For the patients, the LA and RA volumes estimated by echocardiography were significantly lower than the corresponding CMR volumes. The mean LA volume was 35 ± 20 ml/m 2 by echocardiography and 49 ± 30 ml/m 2 by CMR imaging (p <0.001). Similarly, the mean RA volume was 32 ± 23 ml/m 2 by echocardiography and 43 ± 29 ml/m 2 by CMR imaging (p = 0.012). The mean ratio (echocardiography/CMR) of the volume was 0.74 ± 0.22 for the left atrium and 0.78 ± 0.32 for the right atrium.
A strong linear correlation (r = 0.9) was seen between the LA volumes estimated by echocardiography and CMR, but the slope of the regression line was 0.6 ( Figure 2 ). The mean LA volume difference (CMR minus echocardiography) was 14.7 ± 14.3 ml/m 2 ( Figure 3 ). After excluding 3 patients with giant left atria (>100 ml/m 2 ), the mean LA difference (CMR minus echocardiography) was still 13 ml/m 2 (95% confidence interval 9 to 36 ml/m 2 ). The LA volume quartiles for CMR imaging were <60, 60 to 80, 81 to 100, and >100 ml/m 2 . To determine whether agreement improved using a single standardized view, the monoplane LA volumes were calculated using the 4-chamber measurements alone. No change was seen in the analysis trends.

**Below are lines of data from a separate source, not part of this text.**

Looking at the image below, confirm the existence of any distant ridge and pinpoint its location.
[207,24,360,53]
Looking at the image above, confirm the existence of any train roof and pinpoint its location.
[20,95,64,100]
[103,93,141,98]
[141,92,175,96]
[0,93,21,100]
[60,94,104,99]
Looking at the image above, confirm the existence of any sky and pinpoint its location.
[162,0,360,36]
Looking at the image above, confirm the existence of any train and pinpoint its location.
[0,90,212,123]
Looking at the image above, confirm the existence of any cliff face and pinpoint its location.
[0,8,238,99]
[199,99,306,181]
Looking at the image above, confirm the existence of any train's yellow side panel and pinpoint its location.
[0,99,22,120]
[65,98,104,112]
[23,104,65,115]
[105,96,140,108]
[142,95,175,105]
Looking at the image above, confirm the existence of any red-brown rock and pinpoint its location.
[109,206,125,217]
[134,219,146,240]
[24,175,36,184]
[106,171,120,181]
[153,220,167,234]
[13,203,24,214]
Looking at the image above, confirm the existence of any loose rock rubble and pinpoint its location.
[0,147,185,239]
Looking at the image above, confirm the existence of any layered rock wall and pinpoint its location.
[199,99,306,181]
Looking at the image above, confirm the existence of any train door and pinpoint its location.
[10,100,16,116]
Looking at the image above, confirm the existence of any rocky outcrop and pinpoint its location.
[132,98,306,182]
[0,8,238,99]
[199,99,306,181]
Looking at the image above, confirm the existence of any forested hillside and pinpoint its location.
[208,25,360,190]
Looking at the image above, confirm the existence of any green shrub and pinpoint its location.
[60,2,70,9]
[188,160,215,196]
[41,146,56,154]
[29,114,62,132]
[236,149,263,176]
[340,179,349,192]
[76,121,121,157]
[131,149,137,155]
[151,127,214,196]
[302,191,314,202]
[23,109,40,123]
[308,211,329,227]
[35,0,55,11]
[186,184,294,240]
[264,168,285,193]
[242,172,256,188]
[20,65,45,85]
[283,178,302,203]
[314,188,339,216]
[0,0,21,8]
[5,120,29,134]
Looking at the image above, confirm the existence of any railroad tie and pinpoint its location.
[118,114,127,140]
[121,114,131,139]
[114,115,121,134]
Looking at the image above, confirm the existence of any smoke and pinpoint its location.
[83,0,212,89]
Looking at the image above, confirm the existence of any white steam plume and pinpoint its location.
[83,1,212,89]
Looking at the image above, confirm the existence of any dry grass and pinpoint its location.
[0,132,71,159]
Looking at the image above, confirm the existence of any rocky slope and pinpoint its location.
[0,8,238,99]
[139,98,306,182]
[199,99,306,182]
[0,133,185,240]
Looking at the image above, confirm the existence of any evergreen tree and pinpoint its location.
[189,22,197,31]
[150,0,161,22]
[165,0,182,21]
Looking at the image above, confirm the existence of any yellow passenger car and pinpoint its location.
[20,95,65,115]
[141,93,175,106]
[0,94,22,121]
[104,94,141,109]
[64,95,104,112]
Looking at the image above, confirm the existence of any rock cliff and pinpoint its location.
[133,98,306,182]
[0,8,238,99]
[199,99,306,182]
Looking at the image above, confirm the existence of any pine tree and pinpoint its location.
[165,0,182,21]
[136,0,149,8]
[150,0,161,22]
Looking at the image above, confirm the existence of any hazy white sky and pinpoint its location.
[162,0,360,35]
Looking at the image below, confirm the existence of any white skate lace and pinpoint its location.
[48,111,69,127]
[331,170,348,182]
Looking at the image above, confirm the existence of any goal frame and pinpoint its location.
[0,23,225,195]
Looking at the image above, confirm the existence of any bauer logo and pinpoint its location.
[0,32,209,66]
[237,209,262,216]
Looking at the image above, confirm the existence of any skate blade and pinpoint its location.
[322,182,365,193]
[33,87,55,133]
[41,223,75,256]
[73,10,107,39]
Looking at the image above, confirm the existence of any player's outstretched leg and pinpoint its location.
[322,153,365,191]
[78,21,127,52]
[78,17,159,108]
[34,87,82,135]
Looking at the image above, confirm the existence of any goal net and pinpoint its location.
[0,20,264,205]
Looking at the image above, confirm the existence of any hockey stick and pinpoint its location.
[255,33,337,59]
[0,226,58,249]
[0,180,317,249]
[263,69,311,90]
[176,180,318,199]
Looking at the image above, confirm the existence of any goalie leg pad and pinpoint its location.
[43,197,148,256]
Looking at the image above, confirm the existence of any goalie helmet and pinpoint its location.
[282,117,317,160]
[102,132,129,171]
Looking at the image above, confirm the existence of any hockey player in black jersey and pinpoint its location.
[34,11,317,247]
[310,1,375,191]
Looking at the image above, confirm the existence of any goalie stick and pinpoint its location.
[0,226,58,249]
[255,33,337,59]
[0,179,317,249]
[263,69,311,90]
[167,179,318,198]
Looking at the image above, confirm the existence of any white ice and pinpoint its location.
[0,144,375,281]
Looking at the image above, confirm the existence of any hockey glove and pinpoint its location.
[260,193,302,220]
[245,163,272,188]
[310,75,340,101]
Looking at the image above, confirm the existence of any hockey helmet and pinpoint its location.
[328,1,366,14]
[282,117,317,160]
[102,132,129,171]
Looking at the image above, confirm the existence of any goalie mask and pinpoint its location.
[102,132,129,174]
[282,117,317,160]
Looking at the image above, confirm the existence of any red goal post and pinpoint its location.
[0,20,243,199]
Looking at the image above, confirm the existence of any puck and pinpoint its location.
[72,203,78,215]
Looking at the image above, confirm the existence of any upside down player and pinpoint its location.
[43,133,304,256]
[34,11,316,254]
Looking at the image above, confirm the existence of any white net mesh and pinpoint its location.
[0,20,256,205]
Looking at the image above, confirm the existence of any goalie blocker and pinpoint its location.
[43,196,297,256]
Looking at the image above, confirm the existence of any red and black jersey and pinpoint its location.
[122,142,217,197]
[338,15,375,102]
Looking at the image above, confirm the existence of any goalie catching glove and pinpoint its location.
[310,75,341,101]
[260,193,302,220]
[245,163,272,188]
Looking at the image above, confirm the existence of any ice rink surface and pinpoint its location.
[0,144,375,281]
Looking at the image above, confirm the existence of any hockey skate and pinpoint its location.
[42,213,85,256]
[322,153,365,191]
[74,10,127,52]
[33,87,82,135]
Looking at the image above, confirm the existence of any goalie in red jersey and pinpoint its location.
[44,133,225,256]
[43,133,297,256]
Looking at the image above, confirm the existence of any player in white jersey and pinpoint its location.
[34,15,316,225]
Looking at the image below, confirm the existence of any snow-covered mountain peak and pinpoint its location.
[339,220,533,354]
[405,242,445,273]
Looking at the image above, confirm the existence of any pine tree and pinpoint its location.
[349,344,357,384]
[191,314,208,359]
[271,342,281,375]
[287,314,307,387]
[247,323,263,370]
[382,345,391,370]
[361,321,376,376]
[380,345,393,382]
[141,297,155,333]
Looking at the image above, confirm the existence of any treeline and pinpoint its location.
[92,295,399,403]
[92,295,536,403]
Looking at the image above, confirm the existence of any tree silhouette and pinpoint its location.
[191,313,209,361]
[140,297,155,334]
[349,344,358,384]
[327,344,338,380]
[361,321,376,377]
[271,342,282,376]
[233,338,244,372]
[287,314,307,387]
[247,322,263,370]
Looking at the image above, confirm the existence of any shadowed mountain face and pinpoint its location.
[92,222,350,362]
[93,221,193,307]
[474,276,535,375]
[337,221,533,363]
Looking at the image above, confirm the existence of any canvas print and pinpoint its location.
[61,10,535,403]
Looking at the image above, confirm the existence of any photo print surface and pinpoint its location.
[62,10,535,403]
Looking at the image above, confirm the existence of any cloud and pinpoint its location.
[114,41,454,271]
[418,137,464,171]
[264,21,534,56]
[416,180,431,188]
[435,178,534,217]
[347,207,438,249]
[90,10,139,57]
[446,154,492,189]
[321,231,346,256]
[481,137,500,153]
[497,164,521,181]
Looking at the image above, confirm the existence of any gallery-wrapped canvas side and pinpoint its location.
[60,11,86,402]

Similar findings were obtained for the right atrium. Despite the strong linear relation between the RA volumes estimated by echocardiography and CMR imaging (r = 0.8), the slope of the regression line was 0.6 ( Figure 4 ). After exclusion of 3 patients with a giant right atrium (>100 ml/m 2 ), the slope of the regression line remained 0.6. The mean RA volume difference (CMR minus echocardiography) was 10 ± 17 ml/m 2 ( Figure 5 ).